For this blog post, I would like to share my exploration of three different lexicons in R’s tidytext from my last post on sentiment analysis. This is also an opportunity to re-ground oneself in tidy data1 principles, and showcase the tidytext package. The simplicity and efficiency of tidytext will allow you to get creative with your analysis using three very different output options.
Using Brontë’s Wuthering Heights, the table below illustrates the output of the three lexicons. I have also included, under each of the headers, a topline description of each lexicon.
As you can see by each output generated, the lexicon will impact how you summarize and assess your project.

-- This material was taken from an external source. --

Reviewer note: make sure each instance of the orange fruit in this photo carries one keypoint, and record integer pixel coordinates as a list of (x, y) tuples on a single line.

It is important to note that the tidytext package is firmly grounded in tidy data principles, where “each variable is a column, each observation is a row, and each type of observational unit is a table.”1 The unnest_tokens() function breaks text into individual tokens (tokenization) with a tidy data structure; hence the output above. Couple this with the built-in stop_words function, and your text project is ready for analysis in minutes (see this in action with the github link below). All of this made me hungry for an overall approach to text mining which I hope will help you as well.
As a structuralist, I found a succinct workflow in Text Mining with R by Julia Silge & David Robinson, further affirming my love for tidytext.
As per the workflow, the next step is to summarize (and assess) the output from the three sentiment lexicons.
#summarize arc > lxw1 %>% > inner_join(get_sentiments("nrc")) %>% > count(sentiment,sort=T) #summarize "bing" > lxw1 %>% > inner_join(get_sentiments("bing")) %>% > count(sentiment,sort=T) #summarize "affin" opted for sort=F to see distribution across all scores > lxw1 %>% > inner_join(get_sentiments("afinn")) %>% > count(score,sort=F)
I hope this quick preview will help jumpstart your next text sentiment project and help you visualize where you want to take it. Don’t forget the workflow guide above.
As for those of you wondering if something was missed, yes, I have stopped short of the visualization which is another whole discussion! Happy text mining!
1Hadley Wickham, “Tidy Data,” Journal of Statistical Software (Volume 59, 2014).